The US state of Georgia has drawn up a plan to allow it to manage its water resources proactively rather than by reacting to crises - such as its current drought.

Georgia is blessed with many lakes and rivers but water management has, until now, been reactionary

Georgia is blessed with many lakes and rivers but water management has, until now, been reactionary

The Statewide Water Plan has been drawn up by Georgia's Water council and while it still needs the approval of the state's general assembly, it has been warmly welcomed by key decision makers.

Georgia's water crisis made international headlines when state Governor Sonny Perdue sought divine intervention, leading a public prayer meeting calling on God to make it rain.

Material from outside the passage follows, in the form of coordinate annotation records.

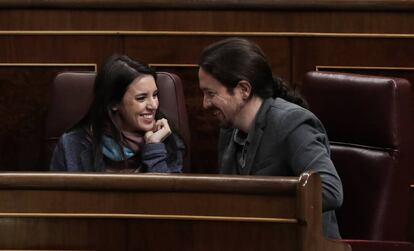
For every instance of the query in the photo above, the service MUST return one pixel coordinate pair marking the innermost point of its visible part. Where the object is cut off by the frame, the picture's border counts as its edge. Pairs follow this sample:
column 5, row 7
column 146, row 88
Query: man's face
column 224, row 106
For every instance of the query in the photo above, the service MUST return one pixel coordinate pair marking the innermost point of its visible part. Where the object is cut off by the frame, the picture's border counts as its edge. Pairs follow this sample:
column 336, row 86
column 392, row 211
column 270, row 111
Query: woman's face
column 138, row 106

The water plan is the product of three years of research and consultation and seeks to balance the competing demands of different regions within a state whose population is growing at one of the fastest rates in the USA.

"Looking toward a future with increasing demands on water resources, it is clear that coordinated water planning will be an on-going need," says the plan.

"Currently, we do not have good measurements of how much water is available from Georgia's streams and aquifers, or how much waterborne pollutants our streams and rivers can safely assimilate.

"In addition, there are no reliable forecasts of how much water the state will need, or how much wastewater will be discharged, as the state continues to grow.

"The state must determine how much water can be removed from rivers, lakes, and aquifers without causing unacceptable negative impacts and determine how much
wastewater and stormwater streams can handle before water quality begins to degrade.

"This plan will help guide the stewardship of Georgia's precious water resources to ensure that those resources continue to support growth and prosperity statewide while maintaining healthy natural systems."

Gov Perdue said of the plan's preparation: "This process has been one of the most inclusive and thoughtful that I've observed, with each stakeholder having a seat at the table.

"Water is a vital resource for all Georgians and this plan, which now goes to the General Assembly, gives Georgia a framework for sustaining and protecting water for generations to come."

Lt Gov Casey Cagle added: "The plan addresses the short term as well as the long term water needs of our state and strikes a balance between conservation and moving forward in providing future storage capacity. It is important that we conserve while not tying the hands of business and economic development."

The response from environmental NGOs has been lukewarm, with several branding the plan as putting too much emphasis on the needs of business and not enough on sustainability.